Théâtres de nourriture

Pendant ce temps, les médias ont aidé Washington dans ses divers détournements du crime collaboratif contre l'humanité d'Israël imposant une famine à Gaza, aggravé par le définancement des États-Unis et de l'Europe de l'UNRWA, la seule agence capable d'atténuer cette famine.

Les radiodiffuseurs britanniques et américains avec enthousiasme  rejoint Les équipages aériens tandis que leurs militaires faisaient voler des avions à gros ventre au-dessus des plages de Gaza, à grands frais, pour livrer des plats cuisinés ponctuels à quelques-uns des Palestiniens affamés en contrebas.

Étant donné que plusieurs centaines de camions d'aide par jour sont nécessaires pour empêcher Gaza de sombrer encore plus dans la famine, les largages n'étaient que du théâtre. Chacun a livré au mieux un seul camion d'aide – et seulement si les palettes ne finissaient pas par tomber à la mer ou par tuer les Palestiniens auxquels elles étaient censées bénéficier.

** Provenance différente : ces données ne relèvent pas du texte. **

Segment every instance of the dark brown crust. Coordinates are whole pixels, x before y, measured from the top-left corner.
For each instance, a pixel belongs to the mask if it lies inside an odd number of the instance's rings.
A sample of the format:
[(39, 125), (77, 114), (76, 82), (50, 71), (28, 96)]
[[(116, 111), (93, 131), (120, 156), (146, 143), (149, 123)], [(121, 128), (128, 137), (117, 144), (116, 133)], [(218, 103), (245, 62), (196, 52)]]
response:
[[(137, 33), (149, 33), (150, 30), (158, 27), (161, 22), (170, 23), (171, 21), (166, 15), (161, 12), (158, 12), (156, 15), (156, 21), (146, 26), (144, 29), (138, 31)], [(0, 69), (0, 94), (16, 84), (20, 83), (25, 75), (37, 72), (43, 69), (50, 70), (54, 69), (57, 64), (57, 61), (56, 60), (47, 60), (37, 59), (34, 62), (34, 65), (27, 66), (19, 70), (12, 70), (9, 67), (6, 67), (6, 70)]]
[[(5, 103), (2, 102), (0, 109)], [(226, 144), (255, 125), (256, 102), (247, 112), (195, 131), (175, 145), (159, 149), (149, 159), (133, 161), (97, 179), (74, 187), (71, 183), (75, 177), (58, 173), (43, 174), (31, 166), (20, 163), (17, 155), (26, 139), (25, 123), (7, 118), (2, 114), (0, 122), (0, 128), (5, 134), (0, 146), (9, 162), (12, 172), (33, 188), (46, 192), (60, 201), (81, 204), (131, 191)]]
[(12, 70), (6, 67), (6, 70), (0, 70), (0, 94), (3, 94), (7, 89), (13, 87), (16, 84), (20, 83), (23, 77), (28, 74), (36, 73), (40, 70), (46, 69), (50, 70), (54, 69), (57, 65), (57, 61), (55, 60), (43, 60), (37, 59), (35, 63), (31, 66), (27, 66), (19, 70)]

L'opération ne méritait guère plus que le ridicule.

Au lieu de cela, des images dramatiques d'aviateurs héroïques, entrecoupées d'expressions d'inquiétude quant aux difficultés de faire face à la « crise humanitaire » à Gaza, ont utilement détourné l'attention des téléspectateurs non seulement de la futilité des opérations, mais aussi du fait que l'Occident était-il vraiment déterminé à Avec de l'aide, cela pourrait forcer Israël à autoriser une aide terrestre bien plus abondante à tout moment.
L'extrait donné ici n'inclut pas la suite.